A recap on why juice cleanses are bad for you: “With juicing you’re getting high sugar, usually without fiber, so your body goes into starvation-mode faster,” says Wesley Delbridge, RD, a nutritionist and spokesperson for the American Academy of Nutrition and Dietetics. This prompts your body to store calories as fat, which is the opposite goal. Said simply, the reason an apple is good for you and a glass of apple juice isn’t is because an apple’s fiber regulates the fruit’s sugar in your bloodstream. And the bulk fills you up. Out of the gate, souping has a lead on juice cleanses, according to nutritionists.
This is no cabbage soup diet.
One of the toughest parts of a short-term, strict regimen is the lack of variety and tastiness. Not so with soup cleanses. Take Los Angeles-based Soupure, where people can choose from one, three or five days’ worth of gluten-free, plant-based soups, broths, smoothies and “elixirs”—eight in total. (They’ve just started national delivery of their one-day plans.) There’s variety in the flavor profile, the temperature and texture (a strawberry smoothie for breakfast is followed shortly by a spicy zucchini soup with pieces of vegetable). Plus, some studies suggest that soup is more satiating than cold juice.
It’s difficult by design.
We know in our hearts—and those who make soup cleanses acknowledge—that doing something for a few days isn’t going to make lasting difference in weight/beauty/detoxifying. Part of the allure of any cleanse is the self-abnegation. While the rest of the world dines on pizza and beer, the cleanser is taking part in a reset. So that when those few days are over, we have the potential to reenter the world of solid food and make better choices.
THE DOWNSIDES:
Making better choices post-cleanse is not a given.
A cleanse gives you no guidance about navigating the plethora of options in the real world, Delbridge says.

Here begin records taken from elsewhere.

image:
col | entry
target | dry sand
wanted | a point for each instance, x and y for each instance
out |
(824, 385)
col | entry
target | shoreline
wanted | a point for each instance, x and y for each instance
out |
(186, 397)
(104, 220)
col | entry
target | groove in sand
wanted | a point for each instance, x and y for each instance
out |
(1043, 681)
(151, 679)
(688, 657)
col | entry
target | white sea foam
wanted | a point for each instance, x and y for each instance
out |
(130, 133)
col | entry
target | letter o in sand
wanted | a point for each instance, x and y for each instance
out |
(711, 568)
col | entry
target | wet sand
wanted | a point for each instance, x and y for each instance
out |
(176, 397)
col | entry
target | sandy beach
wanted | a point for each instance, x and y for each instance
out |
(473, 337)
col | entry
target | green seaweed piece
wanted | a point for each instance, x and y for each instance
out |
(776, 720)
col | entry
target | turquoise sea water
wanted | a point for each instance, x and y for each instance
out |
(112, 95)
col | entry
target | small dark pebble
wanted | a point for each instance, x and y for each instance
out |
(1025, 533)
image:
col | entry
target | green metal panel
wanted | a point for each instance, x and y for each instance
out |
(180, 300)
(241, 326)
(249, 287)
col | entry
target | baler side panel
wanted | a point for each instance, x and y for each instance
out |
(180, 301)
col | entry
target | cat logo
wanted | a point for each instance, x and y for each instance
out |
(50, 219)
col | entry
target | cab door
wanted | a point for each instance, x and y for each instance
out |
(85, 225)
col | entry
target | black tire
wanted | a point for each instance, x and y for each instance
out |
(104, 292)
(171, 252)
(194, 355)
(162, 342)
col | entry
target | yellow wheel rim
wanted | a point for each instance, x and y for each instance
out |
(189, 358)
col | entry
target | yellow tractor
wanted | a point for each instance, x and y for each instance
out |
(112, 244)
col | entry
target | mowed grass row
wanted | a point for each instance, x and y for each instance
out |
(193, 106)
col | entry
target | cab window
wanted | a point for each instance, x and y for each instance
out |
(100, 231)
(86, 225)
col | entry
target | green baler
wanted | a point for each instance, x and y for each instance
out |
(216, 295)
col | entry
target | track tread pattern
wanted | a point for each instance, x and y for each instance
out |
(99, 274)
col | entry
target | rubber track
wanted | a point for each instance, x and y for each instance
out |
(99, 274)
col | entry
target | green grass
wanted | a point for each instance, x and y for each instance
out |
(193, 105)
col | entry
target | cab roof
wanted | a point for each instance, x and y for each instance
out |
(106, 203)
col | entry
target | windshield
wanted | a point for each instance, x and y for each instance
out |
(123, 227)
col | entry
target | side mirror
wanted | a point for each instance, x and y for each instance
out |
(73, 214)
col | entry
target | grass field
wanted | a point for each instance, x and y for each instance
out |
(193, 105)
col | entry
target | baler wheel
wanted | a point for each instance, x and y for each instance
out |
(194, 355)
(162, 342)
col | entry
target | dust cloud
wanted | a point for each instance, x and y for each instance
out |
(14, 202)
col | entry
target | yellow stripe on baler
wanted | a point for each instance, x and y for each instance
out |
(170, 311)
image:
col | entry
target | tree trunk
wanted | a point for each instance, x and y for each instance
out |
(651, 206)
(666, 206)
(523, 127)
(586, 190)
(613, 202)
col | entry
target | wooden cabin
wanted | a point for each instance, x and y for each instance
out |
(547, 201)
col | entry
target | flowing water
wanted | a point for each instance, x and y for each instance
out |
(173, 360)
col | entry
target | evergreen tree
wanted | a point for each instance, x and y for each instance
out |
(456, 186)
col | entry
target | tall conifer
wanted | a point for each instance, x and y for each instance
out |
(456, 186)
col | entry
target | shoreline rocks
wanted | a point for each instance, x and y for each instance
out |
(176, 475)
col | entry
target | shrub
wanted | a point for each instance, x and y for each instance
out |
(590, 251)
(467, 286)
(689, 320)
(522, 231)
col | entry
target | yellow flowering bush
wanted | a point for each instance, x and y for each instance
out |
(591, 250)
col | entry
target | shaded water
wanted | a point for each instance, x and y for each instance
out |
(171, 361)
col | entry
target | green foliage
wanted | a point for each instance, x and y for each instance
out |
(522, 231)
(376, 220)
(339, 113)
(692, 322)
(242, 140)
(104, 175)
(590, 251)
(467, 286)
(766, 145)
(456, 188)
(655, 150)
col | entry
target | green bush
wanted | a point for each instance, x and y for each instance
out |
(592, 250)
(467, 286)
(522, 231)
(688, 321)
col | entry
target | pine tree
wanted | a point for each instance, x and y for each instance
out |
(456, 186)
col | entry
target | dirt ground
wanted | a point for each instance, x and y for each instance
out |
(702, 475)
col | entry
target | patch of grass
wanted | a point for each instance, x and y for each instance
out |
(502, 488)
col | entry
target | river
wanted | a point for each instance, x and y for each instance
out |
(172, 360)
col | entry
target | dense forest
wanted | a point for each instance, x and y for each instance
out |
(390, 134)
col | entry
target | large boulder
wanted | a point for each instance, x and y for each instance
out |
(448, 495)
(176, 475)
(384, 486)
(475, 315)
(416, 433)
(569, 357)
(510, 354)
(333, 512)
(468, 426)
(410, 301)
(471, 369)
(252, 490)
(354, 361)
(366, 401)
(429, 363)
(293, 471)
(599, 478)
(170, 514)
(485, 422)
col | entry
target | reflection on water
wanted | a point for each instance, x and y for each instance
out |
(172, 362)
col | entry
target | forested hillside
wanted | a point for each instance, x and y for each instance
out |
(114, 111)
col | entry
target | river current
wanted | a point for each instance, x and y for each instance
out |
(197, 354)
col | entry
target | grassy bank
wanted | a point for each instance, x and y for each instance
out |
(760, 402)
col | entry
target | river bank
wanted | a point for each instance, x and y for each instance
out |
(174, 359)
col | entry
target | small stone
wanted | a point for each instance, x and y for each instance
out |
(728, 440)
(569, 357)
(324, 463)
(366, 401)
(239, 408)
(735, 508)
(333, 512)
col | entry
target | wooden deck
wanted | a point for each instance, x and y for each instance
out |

And you may get done with your cleanse and be hungry.The average calories for a day on Soupure is 1,200, which is less than what the average active woman should be taking in on a normal day, but is probably ok for a short stint, Delbridge says.
Expect some crankiness.
“For many people, chewing food relieves stress,” says Kathryn Gates, a psychotherapist and ACE-certified coach based in Austin, Texas. “So not being able to chew might trigger someone who uses this behavior (probably unknowingly) to then lack a way of diffusing stress. This sort of diet would be much more difficult for someone like this, as they’ll feel much moodier about not getting solid food.” And expect to spend the whole day thinking about food—whether the banana-black-sesame purée snack will last you all day, or at what point you should treat yourself with that bottle of pineapple-basil-alkaline water, or if a few almonds would be ok since they’re the main ingredient in almond milk, anyway.
THE TAKE-AWAY:
In the hierarchy of cleanses, souping is at the top. It’s much more reasonable than the sometimes draconian juice cleanses, tastes gourmet and won’t leave you constantly staring at the calendar. Just be mindful the day after you retire your soup spoon you don’t go face-down into a bottomless bowl of rocky road.